Monday, January 4, 2016

Mountain

In Yaelle Kayam’s first shot an orthodox Jewish woman Zvia wends up through the flat tombstones of the Jewish cemetery on Jerusalem’s Mount of Olives. In her last the woman walks down towards her house, on the edge of the cemetery, but disappears among the stones. 
We’ve seen her prepare two pots of stew. One she laced with rat poison, the other not. 
Which did she kill, her family or the prostitutes, pimps and druggies she has furtively watched, then started to feed? The holiest having failed her, she turns to the most secular. We are not told which. That means we’re not supposed to know. Which she killed is irrelevant. We see that she has been pushed to the point where she felt she had no other option but to make a dramatic action. The point is not whom she killed but that she had been driven to kill. That is the cost of an inhumane piety. 
A case could be made either way. She could have killed her family because of her frustration at her unloving and insensitive husband’s neglect and the burden he imposed on her, to raise their four children with him more a hindrance than a help. She could have killed the outsiders to rid herself of their fascination and to protect herself from the one who followed her home. When the sacred is so oppressive the profane has its allure. Either way, she has been pushed to desperation. 
Her meeting with a happy orthodox mother suggests Zvia’s religion is not the problem. The problem is Reuven’s rejection. He ignores her request he return the jam because it’s fattening. He supports the older daughter’s rebellion against her. He stays away late without warning. He assumes extra duties to stay away more. He rejects her affection and overtures.
     But an arranged marriage doesn’t have to be loveless, she knows, so she lies and tells Reuven that the Arab gravedigger told her he has a happy loving marriage with seven children.   
Zvia makes small rebellions. She smokes. She has short friendly chats with the Arab gravedigger. With her back to us she eats, furtively. With no clear motive in mind she spies on the cemetery intruders, then talks to a prostitute, then brings them meals and stays to watch them eat and have sex. Her final rebellion is the mortal one, a more dramatic action than those small ones. She acts in despair.
The setting is crucial. The Mount of Olives is where the Messiah will rise and raise the dead. Here instead of resurrection and a saviour we get the hopeless woman and her group murder. In the distance we can see the holiest mountain of the two faiths, the Jews’ Temple Mount and the Arabs’ Al Aqsa. One mountain, two natures and value systems and histories. But the title’s meaning is a third mountain still: the marital relationship that a couple must climb together for the marriage and family to survive. 
Instead the cemetery movement is usually horizontal here. As the first irritated couple finds, the cemetery is like a maze in which a mouse can get lost and fall prey. Zvia can navigate the cemetery maze and advise others, but in her flat, obscure marriage she finds no other way out but this violent one.

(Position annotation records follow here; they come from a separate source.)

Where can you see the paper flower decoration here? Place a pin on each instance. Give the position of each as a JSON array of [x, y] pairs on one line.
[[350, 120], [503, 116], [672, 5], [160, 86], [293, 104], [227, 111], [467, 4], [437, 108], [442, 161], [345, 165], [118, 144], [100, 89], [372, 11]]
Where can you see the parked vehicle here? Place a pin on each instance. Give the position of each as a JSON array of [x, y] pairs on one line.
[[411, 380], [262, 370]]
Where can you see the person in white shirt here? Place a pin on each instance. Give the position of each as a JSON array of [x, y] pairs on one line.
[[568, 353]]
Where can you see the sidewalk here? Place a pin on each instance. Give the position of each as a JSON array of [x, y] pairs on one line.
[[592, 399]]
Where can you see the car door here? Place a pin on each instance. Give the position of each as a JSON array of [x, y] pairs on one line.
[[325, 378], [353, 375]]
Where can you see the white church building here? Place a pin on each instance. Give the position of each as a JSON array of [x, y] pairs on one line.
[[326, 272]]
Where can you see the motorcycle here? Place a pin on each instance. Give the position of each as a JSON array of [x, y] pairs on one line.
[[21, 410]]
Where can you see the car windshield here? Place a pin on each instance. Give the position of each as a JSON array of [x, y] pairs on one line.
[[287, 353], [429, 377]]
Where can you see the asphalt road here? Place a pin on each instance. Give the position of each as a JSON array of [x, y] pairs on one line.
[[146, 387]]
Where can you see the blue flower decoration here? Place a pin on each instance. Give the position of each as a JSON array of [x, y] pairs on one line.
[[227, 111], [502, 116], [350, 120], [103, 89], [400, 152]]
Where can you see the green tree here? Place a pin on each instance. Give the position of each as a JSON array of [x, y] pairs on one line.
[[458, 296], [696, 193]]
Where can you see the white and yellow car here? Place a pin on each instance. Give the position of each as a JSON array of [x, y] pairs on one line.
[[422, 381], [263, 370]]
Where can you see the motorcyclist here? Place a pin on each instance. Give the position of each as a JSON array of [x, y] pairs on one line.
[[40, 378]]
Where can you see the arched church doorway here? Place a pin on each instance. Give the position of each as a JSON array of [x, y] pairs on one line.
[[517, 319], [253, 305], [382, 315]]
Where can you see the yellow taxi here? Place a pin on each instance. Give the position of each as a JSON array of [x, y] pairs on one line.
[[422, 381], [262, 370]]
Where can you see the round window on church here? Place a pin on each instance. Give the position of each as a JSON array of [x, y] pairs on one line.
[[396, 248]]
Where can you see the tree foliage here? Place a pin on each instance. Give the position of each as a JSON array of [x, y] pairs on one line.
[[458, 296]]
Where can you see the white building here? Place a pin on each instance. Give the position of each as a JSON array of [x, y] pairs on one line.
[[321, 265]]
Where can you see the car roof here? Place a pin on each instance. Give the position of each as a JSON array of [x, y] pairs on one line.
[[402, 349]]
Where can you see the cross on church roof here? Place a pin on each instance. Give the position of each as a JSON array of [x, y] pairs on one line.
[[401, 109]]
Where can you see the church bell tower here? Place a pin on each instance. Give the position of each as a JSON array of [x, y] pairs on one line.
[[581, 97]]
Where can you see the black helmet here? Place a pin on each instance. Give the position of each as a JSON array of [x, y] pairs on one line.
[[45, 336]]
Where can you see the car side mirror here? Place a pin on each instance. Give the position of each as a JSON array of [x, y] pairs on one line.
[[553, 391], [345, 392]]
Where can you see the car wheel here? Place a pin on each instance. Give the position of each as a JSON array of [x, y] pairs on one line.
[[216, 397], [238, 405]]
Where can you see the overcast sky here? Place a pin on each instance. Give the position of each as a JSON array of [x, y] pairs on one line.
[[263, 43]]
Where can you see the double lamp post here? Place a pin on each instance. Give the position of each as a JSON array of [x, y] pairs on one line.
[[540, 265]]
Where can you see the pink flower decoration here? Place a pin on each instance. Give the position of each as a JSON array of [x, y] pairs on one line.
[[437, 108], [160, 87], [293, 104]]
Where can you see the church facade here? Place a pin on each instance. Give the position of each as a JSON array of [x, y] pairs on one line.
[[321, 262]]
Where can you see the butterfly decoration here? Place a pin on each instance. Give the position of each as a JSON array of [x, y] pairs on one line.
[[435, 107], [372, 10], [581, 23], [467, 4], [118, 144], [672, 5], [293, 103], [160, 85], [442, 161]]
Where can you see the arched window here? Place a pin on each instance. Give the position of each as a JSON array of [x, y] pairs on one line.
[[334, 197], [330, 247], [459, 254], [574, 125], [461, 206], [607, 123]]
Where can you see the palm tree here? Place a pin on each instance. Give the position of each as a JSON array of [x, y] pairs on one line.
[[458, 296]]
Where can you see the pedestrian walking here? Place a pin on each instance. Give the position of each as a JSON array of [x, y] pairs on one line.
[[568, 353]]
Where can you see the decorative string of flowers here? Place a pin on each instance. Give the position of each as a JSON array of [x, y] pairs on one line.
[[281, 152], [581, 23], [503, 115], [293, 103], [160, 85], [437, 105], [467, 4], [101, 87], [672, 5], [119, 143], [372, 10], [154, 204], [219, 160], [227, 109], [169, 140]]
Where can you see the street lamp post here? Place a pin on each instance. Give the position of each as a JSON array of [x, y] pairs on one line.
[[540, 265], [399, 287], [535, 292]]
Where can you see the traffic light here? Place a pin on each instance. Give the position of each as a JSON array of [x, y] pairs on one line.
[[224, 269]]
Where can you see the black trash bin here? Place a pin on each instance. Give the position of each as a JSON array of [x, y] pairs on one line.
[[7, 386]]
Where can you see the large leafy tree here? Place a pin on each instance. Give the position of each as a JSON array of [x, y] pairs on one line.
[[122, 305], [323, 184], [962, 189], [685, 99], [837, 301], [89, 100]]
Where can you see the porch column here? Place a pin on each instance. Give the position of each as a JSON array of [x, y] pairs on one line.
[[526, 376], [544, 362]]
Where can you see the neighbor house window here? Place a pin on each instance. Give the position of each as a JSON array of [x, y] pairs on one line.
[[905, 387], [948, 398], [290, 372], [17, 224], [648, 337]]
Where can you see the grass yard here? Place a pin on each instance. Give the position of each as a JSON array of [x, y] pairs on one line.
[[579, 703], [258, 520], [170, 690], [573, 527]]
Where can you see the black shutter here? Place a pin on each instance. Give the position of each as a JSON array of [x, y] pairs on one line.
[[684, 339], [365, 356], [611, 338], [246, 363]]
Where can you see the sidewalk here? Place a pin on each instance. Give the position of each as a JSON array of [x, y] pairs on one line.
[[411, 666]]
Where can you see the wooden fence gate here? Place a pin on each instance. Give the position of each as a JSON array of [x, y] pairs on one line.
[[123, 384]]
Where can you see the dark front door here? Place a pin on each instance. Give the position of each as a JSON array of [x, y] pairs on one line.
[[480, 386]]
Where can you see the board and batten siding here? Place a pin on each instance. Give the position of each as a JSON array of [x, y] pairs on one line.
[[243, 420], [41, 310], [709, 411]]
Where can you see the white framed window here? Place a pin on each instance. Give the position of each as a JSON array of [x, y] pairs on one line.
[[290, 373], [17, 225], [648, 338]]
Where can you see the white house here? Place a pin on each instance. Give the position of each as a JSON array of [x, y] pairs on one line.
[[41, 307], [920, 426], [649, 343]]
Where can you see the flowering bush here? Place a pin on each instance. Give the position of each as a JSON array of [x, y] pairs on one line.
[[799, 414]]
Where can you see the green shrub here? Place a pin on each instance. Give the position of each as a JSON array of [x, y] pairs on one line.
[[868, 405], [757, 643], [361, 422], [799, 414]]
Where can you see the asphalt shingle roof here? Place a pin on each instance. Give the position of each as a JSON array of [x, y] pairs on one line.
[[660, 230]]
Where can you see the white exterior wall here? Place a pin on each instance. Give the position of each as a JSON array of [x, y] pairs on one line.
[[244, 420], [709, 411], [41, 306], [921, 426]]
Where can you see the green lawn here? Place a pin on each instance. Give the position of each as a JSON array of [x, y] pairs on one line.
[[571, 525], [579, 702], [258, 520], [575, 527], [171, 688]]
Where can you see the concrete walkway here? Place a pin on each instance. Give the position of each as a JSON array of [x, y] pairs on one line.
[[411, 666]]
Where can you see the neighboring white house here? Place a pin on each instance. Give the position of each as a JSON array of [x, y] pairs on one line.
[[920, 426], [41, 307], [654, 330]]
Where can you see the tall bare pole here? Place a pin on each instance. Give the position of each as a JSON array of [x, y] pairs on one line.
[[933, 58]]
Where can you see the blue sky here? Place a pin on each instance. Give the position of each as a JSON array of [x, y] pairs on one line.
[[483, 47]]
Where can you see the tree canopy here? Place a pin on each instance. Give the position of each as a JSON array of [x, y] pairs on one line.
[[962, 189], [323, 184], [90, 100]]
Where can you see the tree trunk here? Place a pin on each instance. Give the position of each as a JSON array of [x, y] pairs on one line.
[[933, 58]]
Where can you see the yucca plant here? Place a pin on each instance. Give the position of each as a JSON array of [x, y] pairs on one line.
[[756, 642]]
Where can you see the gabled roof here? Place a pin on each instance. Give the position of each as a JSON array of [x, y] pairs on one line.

Reuven is completely immersed in his religion, his work at the yeshiva, and his family’s religious rites. He has one secular moment, when he whistles a favourite tune that he heard earlier in the day. It’s the theme of the Sergio Leone Western, The Good The Bad and The Ugly. It’s an odd thing for an Orthodox Jew to adopt. It shows he too has a secular interest that he perforce suppresses. More broadly, the theme from an operatic revenge drama sets us up for Zvia’s climax.
     Zvia’s parallel artistic allusion is the poetry she reads at the poet’s graveside.The poem she breaks down over expresses a neglected woman’s grief and the comfort offered by Death. Like Reuven’s tune, this secular poem suggests being steeped in the Talmud is not enough. We need the solace and the joys of this life too. Whichever group she has killed, she has effectively ended her own life.